Jackie Willis belies the cat is just a temporary inhabitant of the island, having swam over from the mainland. Barro Colorado, an island in Gatun Lake — which forms part of the Panama Canal, is too small to believed to be too small support a carnivore the size of a jaguar for an extended period of time.



“Jaguars need remarkably large expanses of habitat to survive and Barro Colorado is too small to support even one animal. But the presence of even the odd individual that swims out there means that jaguars are still moving through the Canal area between patches of fragmented forest,” said William Laurance, staff scientist at the Institute.



“Our photo of a jaguar on Barro Colorado is a sign of hope,” added Jackie Willis. “It proves jaguars are still in this area.”



Her husband Greg spotted a jaguar on the island in 1983. Few other jaguar have been sighted in the island’s 85-year history despite being one of the most-studied tracts of forest on Earth as a key research station for STRI.



Barro Coloraddo.
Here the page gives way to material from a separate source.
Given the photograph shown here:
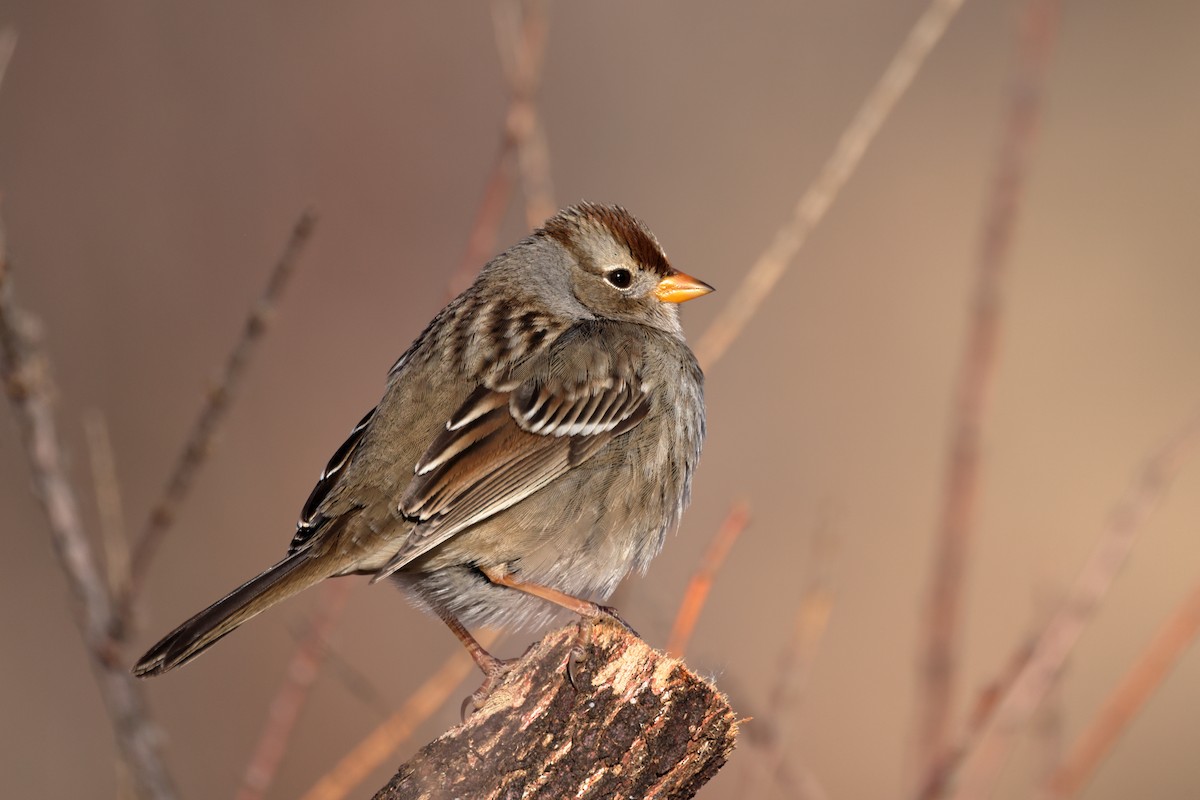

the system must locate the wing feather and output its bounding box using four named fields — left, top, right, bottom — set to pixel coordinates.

left=289, top=406, right=376, bottom=553
left=373, top=336, right=652, bottom=579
Courtesy of STRI

Barro Colorado was not always an island. It was once a forested hilltop amid a rich tropical rainforest. When the Panama Canal was constructed, the Chagres river was dammed and the valley was flooded, leaving the hilltop an island of six square miles of forest. Barro Colorado Island was declared a biological reserve in 1923 and since has been the center of intensive research (since 1946 the island has been a research site run by the STRI). Over the last seven decades, researchers have recorded profound changes in the animal population. Without sufficient amounts of prey, large predators like the jaguar, puma, and harpy eagle were the first to disappear. Without large predators, mammals like pacas, agoutis, peccaries, and coatimundis populations skyrocketed to levels 2-10 times their normal concentration. But by 1970, 45 birds species had disappeared due to the increased omnivore population and the loss of niches like meadows and forest edges. Scientists studying these changes have made important contributions to the study of biogeography, which looks at the relationship between biodiversity and the area of a habitat. Today the island is seen as a world class research laboratory.